Le Château solitaire dans le miroir - Kagami no kojō, Keiichi Hara (2023)


 Un beau jour, le miroir dans la chambre de Kokoro se met à scintiller. À peine la jeune fille l’a-t-elle effleuré qu’elle se retrouve dans un formidable château digne d’un conte de fées. Là, une mystérieuse fillette affublée d’un masque de loup lui soumet un défi. Elle a un an pour l’accomplir et ainsi réaliser un souhait. Seulement Kokoro n’est pas seule : six autres adolescents ont le même objectif qu’elle.

Keiichi Hara avait déçu nombre de ses admirateurs avec son œuvre précédente, Wonderland, le royaume de la pluie (2019). Le foisonnement formel s’y laissait déborder par une intrigue plus conventionnelle et loin de la profondeur de ses premiers travaux. Sans égaler les réussites passées, Wonderland finissait pourtant par révéler un charme et une émotion inattendue, dans la droite lignée des constructions de récit refusant l’évidence trop visible qui caractérise le réalisateur. Le Château solitaire dans le miroir voit Hara marier la « facilité » de certains éléments de Wonderland (énième postulat d’Isekai avec cette héroïne mal dans sa peau transportée dans un autre monde) avec la profondeur d’Un été avec Coo (2007) et surtout Colorful (2010) auquel on pense beaucoup. 

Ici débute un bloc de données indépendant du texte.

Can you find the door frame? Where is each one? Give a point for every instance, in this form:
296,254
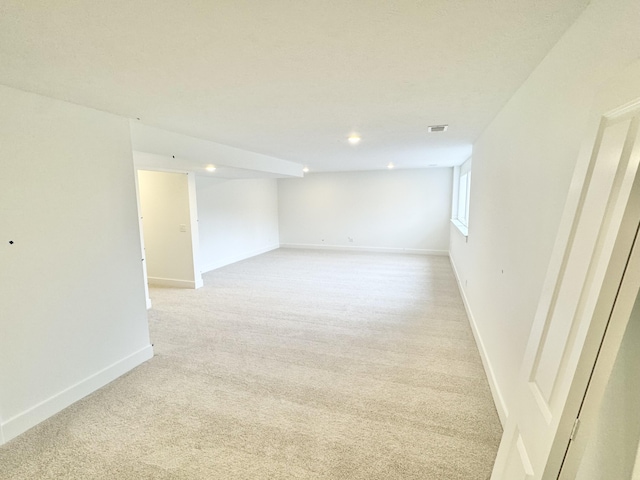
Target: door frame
533,446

Colorful désarçonnait puis bouleversait par son héros renfermé et capricieux avant sa saisissante conclusion qui révélait les maux expliquant cette attitude. Le Château solitaire dans le miroir s’avère moins explicitement rugueux dans son approche tout en creusant le même sillon des tourments adolescents. Il s’agit d’une adaptation d’un roman de Mizuki Tsujimura qui remporta un immense succès au Japon lors de sa publication en 2017. Elle est également l’autrice du roman dont fut adapté True Mothers de Naomi Kawase (2020), ce qui situe sa capacité à explorer des sujets douloureux, à capturer avec justesse l’intime quel que soit l’âge de son lectorat. C’est ce qui frappe immédiatement ici avec son argument mariant un point de départ vu et revu (y compris chez Hara avec Wonderland), entre Alice aux pays des merveilles, Le Voyage de Chihiro ou le plus balisé des Isekai), avec un véritable drame adolescent parvenant à trouver un vrai vertige existentiel et métaphysique.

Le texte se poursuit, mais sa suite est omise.